Continuous Diffusion Model for Language Modeling

Methodology


Preliminaries

Statistical manifold of categorical distribution

  1. Let \(\mathcal{X} = \{1, \cdots, d\}\) denote the discrete data space
  2. \(\Delta^{d-1} = \{(p_1, \cdots, p_d) \in \mathbb{R}^d \mid \sum_i p_i = 1, p_i \geq 0\}\) denote the $(d - 1)$-dimensional probability simplex.

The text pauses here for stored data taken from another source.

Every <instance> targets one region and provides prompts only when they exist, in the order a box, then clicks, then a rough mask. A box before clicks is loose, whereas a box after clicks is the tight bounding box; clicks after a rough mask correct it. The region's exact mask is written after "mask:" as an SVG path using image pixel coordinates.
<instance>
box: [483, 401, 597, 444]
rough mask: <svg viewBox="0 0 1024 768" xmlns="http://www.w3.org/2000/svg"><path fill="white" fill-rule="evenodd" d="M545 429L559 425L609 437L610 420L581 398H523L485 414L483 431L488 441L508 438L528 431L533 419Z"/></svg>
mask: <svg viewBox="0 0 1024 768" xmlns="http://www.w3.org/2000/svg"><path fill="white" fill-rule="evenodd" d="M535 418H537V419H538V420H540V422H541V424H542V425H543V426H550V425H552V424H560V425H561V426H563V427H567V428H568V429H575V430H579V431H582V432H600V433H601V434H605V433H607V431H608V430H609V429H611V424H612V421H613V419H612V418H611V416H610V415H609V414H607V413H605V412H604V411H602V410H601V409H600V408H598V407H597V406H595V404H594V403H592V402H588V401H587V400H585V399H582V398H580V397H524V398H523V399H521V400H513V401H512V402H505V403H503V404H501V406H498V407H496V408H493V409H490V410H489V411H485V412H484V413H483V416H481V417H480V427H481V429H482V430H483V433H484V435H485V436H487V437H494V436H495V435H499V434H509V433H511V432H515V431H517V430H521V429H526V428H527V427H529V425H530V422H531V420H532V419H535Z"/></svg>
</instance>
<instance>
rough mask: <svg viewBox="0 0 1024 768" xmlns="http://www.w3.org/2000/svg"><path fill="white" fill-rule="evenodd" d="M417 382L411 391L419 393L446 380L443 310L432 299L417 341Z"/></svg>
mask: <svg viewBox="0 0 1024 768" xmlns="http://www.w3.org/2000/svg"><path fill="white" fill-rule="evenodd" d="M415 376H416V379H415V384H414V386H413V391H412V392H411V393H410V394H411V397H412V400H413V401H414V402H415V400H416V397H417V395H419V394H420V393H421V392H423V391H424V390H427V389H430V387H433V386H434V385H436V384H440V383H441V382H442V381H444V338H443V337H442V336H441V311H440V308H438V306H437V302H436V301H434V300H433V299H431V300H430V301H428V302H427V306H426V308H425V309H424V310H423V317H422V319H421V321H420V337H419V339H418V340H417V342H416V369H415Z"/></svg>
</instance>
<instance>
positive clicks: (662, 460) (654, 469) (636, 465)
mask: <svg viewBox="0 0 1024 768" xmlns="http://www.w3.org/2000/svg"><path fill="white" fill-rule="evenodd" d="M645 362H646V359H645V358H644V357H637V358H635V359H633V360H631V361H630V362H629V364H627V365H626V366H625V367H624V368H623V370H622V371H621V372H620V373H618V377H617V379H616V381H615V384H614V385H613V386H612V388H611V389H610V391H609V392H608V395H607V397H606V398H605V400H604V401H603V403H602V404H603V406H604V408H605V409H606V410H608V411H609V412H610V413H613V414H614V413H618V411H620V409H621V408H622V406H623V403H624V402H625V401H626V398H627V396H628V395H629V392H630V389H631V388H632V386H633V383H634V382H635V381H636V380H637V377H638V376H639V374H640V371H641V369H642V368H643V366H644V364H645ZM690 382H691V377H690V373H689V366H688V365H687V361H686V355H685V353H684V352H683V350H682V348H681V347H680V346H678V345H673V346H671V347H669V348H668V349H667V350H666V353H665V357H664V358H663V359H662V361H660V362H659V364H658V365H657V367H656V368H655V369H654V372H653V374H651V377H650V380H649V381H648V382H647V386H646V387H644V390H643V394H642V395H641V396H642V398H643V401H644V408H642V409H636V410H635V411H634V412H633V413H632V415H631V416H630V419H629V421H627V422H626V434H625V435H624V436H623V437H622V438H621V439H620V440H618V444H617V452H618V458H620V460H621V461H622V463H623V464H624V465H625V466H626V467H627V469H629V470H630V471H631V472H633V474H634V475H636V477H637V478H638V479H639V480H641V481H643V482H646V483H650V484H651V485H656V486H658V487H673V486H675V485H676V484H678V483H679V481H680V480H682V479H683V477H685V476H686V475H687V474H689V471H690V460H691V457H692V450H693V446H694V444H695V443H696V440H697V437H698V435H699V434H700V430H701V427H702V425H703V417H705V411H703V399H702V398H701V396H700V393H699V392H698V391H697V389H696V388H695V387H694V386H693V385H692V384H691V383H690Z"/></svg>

A natural choice of a Riemannian metric on the simplex is the Fisher–Rao metric. For an interior point $p \in \Delta^{d-1}$, the Fisher–Rao metric is defined as follows:

\[\begin{equation} g_{FR}(p)[x, y] := \langle x, y \rangle_p := \left\langle \frac{x}{\sqrt{p}}, \frac{y}{\sqrt{p}} \right\rangle = \sum_{i=1}^d \frac{x_i y_i}{p_i}, \quad x, y \in \mathcal{T}_p \Delta^{d-1}, \end{equation}\]

This induces a geodesic distance on the simplex defined as follows:

\[\begin{equation} d(p, q) = 2 \cos^{-1} \left( \sum_{i=1}^d \sqrt{p_i q_i} \right), \quad p, q \in \Delta^{d-1}, \end{equation}\]

where $p$ and $q$ correspond to the parameters of categorical distributions.


The probability simplex $\Delta^{d-1}$ equipped with the Fisher–Rao metric is a Riemannian manifold called the statistical manifold of categorical distribution, denoted as $\mathcal{P}(\mathcal{X})$ throughout the paper.

Hypersphere

  • \(\mathbb{S}^{d-1}\) denotes the $(d-1)$-dimensional sphere \(\bigg\{ \mathbf{u} = (u_1, \cdots, u_d) : \sum_i u_i^2 = 1 \bigg\}\)
  • \(\mathbb{S}^{d-1}_+ = \bigg\{ \mathbf{u} = (u_1, \cdots, u_d) : \sum_i u_i^2 = 1, u_i \geq 0 \bigg\}\) denotes a positive orthant of \(\mathbb{S}^{d-1}\).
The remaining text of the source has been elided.